I don't have too much to add on the subject of refugees, except to echo Ms. Eaton's comments.
On the subject of women, the other group that you were mentioning specifically, our statistics show that in biotech, 60% of biotechnology graduates currently in Canada are women. Employment of women within biotech firms has fallen by 11% over the last five years.
It's very interesting. One of the things we know anecdotally is because we're such an educated vertical, many of the graduates who enter into the market are in their late twenties. These are the reproductive years for families, and it's also the time when the most enhanced career paths and career jumps occur within biotechnology, which means that a lot of times women feel disadvantaged in the biotech sector, in the bioeconomy. Many times it's because they do not have mentors, because of the lack of C-suite and executive female role models, and a lot of times because biotech, especially in Canada, is arranged in clusters. Some of them are not in major urban areas; some of them are very active in the less concentrated areas. There's a lack of networking among women.

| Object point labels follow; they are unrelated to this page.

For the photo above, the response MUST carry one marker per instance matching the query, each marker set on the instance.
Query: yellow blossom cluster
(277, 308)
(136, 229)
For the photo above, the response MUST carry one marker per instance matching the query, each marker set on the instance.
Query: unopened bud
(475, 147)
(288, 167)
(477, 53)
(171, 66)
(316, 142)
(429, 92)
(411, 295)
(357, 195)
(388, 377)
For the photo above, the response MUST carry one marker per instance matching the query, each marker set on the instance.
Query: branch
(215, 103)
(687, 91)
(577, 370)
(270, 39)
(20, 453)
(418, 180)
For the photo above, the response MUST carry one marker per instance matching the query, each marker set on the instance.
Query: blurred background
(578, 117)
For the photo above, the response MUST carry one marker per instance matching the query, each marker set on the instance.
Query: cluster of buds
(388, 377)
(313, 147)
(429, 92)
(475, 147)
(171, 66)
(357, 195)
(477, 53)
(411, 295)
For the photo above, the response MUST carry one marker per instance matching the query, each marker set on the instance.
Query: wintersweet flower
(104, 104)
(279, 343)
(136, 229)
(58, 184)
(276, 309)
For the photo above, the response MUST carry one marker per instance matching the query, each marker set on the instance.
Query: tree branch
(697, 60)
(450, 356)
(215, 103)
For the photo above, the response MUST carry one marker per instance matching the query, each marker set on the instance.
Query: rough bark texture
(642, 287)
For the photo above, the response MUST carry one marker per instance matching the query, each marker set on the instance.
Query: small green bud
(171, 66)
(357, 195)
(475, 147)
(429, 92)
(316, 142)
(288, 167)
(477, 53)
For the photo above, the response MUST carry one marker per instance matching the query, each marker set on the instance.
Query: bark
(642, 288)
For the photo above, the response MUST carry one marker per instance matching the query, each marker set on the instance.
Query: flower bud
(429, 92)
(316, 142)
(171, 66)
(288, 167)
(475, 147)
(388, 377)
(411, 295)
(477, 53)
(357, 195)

We are doing things to try to remedy that, for again the same reason that we're trying to introduce a lot of the reasons to make sure that biotech companies are welcoming to immigrants, not because it's a nice thing to do, but because it's a competitively advantageous thing to do. The fact that we are not currently, it seems, looked at as an employer of choice by women is competitively disadvantageous for the industry, and Canada is losing as a result. Anything that we can do to offset that and to ensure that young women who are graduating and want to enter the market, who want to have a complete life, can do so with a career in biotech.... We are trying to do that by introducing them to and letting them network with as many women who are doing just that.